The movie is now viewable on Netflix. I thought, well, it has a solid cast and that famously huge budget and much of it was filmed in my homeland of Montana. Also, a few revisionist critics are now calling it a “misunderstood masterpiece,” as opposed to the earlier consensus of “steaming pile of horse crap.” What the hell? How bad could it be?
The answer came about 90 minutes after we started: Pretty. Damned. Bad. The horse-crap metaphor remains apt. The story is incomprehensible, the characters remote, the pacing nonexistent. Scenes of mumbled dialog go on and on without any discernible reason. Dave Bob says one star.
And this is the short version. The one Cimino first showed the suits at United Artists was more than five hours long. Watching it in the comfort of my TV room, one part I did enjoy was imagining the howling despair that must have settled on those plump executives about halfway through the screening. It wasn’t just a terrible movie they were watching, but the studio itself going up in flames.
Still. I’m not saying you shouldn’t watch it. If you have a lot of time on your hands some night, you definitely should — if only as a parable on hubris and folly, and why certain directors should not also be screenwriters.

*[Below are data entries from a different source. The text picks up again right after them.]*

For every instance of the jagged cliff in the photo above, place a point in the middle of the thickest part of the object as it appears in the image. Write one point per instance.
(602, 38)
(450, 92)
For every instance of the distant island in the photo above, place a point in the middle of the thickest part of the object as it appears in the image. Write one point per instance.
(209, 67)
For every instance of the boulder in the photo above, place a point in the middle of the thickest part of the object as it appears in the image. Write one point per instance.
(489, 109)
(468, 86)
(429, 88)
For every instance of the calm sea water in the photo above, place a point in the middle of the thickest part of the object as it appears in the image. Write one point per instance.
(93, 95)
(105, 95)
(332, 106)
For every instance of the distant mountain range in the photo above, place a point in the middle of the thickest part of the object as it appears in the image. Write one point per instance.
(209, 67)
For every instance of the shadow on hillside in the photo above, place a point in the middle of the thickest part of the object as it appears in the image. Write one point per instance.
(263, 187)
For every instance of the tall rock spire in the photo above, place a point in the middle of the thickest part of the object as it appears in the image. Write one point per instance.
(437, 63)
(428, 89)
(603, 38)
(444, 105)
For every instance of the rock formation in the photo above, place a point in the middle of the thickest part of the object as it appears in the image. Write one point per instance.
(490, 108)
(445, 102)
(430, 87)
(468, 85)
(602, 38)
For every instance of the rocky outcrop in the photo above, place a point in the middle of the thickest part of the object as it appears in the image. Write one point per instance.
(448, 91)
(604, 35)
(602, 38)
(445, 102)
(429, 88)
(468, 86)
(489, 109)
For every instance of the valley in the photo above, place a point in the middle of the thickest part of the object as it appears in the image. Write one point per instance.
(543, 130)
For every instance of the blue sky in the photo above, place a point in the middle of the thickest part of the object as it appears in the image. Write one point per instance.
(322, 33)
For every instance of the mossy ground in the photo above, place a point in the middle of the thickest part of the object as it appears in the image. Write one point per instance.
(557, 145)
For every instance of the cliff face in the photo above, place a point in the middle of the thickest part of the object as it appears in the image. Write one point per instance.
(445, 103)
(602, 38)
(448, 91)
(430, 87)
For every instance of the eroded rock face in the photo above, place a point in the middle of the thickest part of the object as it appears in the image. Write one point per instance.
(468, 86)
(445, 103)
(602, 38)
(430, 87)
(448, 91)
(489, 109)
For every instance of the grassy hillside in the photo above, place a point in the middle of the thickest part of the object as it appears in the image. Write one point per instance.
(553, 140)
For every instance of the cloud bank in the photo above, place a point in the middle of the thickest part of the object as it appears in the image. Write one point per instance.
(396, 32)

Also, there’s this: A few beautifully filmed set pieces are scattered throughout the movie. Viewed separately, rather than as parts of a dreary slog, they impress. One opening scene, of couples waltzing on a Harvard green, might have been the film’s most memorable image. Just exquisite. Too bad it had so little to do with the next three hours.
Who knows how history will remember Michael Cimino: as the gifted auteur behind “The Deerhunter,” or the prideful egotist behind “Heaven’s Gate”? It’s worth comparing the two movies today — his best work and his worst — and appreciating how the first almost certainly led to the second.